Bu ülke için çakılan her çiviye karşı çıkan ve her şeyi Batı'dan bekleyen bu ezikler içinden darbeseverler, FETÖ ve PKK'ya bile çanak tutanlar, onlarla iktidar uğuruna yanyana gelmekten, kolkola girmekten çekinmeyenler fışkırıyor. "Zulüm 1453'te başladı" diyenler bile ortalığa saçılıyor.
Ecdadının kan ve can vererek aldığı bu topraklarda, ecdadına sövmeyi görev edinenler aramızda kol geziyor. Peki kim bu ekmeğini yediği devletine, ecdadına, bu ülke için çakılan her çiviye saldıran güruh? İşte bu güruhu görmediğimiz, tanımadığımız, anlamadığımız, yollarımızı ayırmadığımız sürece başımıza daha çok sıkıntı gelir.
Türkiye'yi, bu Batı yanlısı ittihatçı kafalar eliyle 100 yıla yakın bir süredir yerde tuttular, kıpırdatmadılar.

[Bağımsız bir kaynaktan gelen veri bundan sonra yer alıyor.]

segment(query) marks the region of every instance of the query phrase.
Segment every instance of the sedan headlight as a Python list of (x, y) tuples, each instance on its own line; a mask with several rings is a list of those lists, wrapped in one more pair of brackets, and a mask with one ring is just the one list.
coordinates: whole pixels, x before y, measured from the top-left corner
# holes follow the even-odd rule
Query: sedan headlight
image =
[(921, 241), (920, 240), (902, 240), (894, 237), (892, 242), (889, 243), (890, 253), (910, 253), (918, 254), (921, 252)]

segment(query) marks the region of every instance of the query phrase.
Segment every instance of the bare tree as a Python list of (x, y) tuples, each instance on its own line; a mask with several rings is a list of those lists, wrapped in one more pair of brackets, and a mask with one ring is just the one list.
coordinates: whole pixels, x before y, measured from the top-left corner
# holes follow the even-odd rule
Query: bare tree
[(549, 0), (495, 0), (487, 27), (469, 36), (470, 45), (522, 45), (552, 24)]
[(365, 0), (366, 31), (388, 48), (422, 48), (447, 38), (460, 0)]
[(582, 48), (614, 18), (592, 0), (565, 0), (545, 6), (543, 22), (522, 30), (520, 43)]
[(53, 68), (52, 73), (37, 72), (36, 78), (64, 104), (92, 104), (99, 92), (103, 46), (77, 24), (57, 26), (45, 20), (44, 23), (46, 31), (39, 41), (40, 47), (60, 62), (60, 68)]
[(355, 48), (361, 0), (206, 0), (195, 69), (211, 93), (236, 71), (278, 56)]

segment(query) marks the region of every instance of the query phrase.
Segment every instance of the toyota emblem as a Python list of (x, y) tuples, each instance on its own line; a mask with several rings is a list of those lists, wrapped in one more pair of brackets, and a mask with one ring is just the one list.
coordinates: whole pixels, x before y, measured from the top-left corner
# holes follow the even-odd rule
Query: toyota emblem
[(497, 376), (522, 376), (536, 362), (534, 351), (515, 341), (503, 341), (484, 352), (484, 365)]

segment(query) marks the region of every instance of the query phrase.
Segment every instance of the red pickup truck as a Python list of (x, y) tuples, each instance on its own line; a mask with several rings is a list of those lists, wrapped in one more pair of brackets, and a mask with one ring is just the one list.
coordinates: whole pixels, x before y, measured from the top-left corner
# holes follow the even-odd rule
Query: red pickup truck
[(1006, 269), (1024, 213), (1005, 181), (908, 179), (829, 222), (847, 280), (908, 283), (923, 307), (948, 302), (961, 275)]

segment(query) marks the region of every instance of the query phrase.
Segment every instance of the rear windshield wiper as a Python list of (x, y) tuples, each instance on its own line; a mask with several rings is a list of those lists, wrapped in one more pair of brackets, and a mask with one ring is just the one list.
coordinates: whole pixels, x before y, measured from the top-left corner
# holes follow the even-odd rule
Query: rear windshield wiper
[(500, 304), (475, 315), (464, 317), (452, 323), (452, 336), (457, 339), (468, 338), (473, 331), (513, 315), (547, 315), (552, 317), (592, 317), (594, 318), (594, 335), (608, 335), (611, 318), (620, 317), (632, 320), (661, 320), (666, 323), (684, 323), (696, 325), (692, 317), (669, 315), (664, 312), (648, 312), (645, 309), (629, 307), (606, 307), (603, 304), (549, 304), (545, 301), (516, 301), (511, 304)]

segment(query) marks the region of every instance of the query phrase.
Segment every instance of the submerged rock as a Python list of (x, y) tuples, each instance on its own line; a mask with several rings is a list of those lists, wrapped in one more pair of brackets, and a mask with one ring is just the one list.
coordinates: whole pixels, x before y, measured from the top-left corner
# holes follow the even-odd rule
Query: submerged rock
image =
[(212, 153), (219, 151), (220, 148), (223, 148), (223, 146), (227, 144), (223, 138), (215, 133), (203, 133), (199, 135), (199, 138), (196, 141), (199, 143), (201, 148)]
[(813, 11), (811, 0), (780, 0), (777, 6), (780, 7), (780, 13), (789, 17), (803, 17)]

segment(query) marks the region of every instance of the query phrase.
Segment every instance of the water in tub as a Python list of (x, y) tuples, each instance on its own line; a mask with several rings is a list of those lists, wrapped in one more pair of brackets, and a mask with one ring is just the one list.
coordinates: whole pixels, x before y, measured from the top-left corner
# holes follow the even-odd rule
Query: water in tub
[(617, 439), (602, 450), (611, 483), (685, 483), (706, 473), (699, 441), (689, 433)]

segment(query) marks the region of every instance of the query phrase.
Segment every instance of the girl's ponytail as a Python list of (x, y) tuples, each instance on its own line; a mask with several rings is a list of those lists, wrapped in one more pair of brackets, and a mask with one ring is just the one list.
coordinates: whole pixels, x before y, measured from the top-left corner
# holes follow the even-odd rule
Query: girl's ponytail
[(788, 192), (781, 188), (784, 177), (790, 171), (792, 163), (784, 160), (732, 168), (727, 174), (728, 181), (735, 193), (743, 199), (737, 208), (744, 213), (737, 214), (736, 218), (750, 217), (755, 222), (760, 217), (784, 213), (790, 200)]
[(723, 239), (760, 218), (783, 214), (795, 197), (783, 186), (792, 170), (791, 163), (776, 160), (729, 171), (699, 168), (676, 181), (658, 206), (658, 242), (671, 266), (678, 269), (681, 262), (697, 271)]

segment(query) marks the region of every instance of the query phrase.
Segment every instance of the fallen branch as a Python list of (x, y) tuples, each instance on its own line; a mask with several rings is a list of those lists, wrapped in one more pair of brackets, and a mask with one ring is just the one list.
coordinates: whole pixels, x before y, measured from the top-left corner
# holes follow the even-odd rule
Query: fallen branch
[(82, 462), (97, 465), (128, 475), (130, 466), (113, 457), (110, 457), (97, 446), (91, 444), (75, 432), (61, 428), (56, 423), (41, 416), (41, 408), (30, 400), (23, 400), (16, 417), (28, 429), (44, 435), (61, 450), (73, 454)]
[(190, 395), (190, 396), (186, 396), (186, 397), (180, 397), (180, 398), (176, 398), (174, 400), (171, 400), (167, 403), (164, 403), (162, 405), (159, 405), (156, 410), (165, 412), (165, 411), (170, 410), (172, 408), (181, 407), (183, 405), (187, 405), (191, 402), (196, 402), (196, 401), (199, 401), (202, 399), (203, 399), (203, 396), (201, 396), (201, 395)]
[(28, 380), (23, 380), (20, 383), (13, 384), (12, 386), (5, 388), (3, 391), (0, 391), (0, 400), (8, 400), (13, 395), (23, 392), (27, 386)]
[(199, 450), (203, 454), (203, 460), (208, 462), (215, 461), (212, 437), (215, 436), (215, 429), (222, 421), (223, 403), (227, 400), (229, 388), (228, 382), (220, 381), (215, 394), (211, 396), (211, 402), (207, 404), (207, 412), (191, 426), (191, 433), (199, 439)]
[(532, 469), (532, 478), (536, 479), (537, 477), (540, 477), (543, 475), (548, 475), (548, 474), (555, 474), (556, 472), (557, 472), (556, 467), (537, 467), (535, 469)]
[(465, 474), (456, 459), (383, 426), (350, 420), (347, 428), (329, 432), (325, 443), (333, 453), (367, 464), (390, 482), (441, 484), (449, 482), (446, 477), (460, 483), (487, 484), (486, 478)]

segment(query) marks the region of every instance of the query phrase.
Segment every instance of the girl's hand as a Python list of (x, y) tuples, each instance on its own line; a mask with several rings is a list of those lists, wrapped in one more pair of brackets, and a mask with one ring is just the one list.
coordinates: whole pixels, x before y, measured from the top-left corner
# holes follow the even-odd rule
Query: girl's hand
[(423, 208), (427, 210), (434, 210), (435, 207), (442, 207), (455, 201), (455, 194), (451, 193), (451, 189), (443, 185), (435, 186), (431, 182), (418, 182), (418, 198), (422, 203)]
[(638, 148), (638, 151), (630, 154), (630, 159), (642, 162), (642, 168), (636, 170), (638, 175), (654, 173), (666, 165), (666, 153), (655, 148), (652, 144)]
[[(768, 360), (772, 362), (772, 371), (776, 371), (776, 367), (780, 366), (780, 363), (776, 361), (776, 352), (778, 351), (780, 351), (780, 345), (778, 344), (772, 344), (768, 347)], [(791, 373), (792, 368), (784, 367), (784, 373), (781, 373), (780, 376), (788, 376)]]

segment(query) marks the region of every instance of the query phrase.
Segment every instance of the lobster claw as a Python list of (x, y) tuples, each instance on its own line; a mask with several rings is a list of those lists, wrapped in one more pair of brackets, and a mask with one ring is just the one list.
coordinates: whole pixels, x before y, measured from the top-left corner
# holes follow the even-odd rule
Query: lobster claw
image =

"Amerikan mandası" olalım diyenleri Meclis kürsüsünde bile konuşturdular, Başbakanlık yaptırdılar. "ABD ve İngiltere bu dünyada özgürlüklerin şerefli hamisi" diye Meclis'te bağıranları darbeyle Başbakanlık koltuğuna oturttular. Uçak yapmak için ömrünü harcayıp bedel ödeyen ilk uçak mühendisimizi bunlar eliyle Hakkari'ye sürdüler. Bu ülkeyi yerde tutmak için her şeye karşı çıkan, devletine saldıran bir güruh oluşturdular. Ancak ne yaparlarsa yapsınlar artık uçak kalktı. Türkiye uçuyor Rabbime şükürler olsun. Kızılelma'ya doğru!